Global oil cartel. Besides geopolitical tensions abroad, the volatile prices of oil are tied to the unilateral supply cuts of major oil producers, such as the Saudi Arabia-led Organization of the Petroleum Exporting Countries alliance that includes Russia.
The Associated Press reported last June 3 that the powerful alliance extended output cuts (totaling 5.8 million barrels a day) to push oil prices higher, and that “the Saudis need higher oil prices to fund ambitious plans by Crown Prince Mohammed bin Salman to diversify the country’s economy away from fossil fuel exports.”
So how do we insulate the Philippines from this volatility? We cannot do it in the short term as we do not have the necessary resources. But in the long term, we can gradually increase local supply by developing other energy sources such as biofuels and renewables, which are largely untapped (e.g., wind and solar). To become energy self-sufficient, we need to stop relying on foreign energy sources that have their own agendas and don’t have the Philippine interests in mind.
The DOE’s decision to mandate that all liquid fuels for motors and engines sold in the country be blended with biofuels is a good move.

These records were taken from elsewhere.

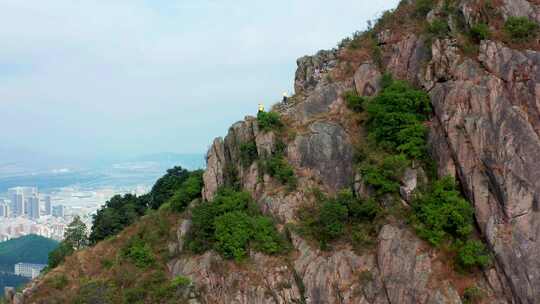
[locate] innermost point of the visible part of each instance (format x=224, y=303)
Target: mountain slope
x=368, y=216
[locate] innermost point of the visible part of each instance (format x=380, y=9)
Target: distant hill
x=26, y=249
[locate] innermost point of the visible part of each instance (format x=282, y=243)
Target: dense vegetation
x=441, y=214
x=332, y=217
x=268, y=121
x=26, y=249
x=396, y=139
x=521, y=29
x=232, y=225
x=174, y=191
x=396, y=116
x=75, y=238
x=117, y=213
x=135, y=271
x=179, y=186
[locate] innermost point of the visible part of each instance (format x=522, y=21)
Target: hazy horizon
x=113, y=79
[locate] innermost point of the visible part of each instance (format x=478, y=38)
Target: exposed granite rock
x=404, y=273
x=215, y=169
x=489, y=118
x=328, y=151
x=404, y=58
x=367, y=79
x=521, y=8
x=312, y=69
x=264, y=280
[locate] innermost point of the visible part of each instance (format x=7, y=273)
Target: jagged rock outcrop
x=487, y=115
x=485, y=131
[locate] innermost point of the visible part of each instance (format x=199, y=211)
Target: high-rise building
x=4, y=210
x=47, y=204
x=18, y=196
x=33, y=207
x=58, y=211
x=28, y=270
x=19, y=204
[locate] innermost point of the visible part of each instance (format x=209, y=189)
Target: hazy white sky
x=106, y=78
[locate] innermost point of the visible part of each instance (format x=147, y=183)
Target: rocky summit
x=482, y=78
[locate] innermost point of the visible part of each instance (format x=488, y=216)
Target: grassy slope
x=102, y=272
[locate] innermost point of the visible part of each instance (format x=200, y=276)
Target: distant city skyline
x=151, y=76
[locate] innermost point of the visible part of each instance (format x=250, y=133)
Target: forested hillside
x=403, y=170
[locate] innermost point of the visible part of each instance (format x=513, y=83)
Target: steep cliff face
x=484, y=130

I wrote about this development on May 30 (“Cleaner air, cooler planet with biofuels,” 5/30/24). Combining biofuels with petroleum products can reduce harmful emissions. The DOE circular requires a 3-percent coco methyl ester blend in all diesel fuel (from the current 2-percent blend since 2007) starting on Oct. 1. Gradually, the percentage will increase in the next two years, reaching 4 percent in 2025 and 5 percent in 2026.
A 5-percent higher CME blend can result in a 10-percent increase in mileage and an estimated net savings of P4.17 per liter of diesel. Raising the ethanol blend in gasoline fuel by as much as 20 percent from the current 10 percent can reduce domestic pump prices by P3.21 per liter of gasoline.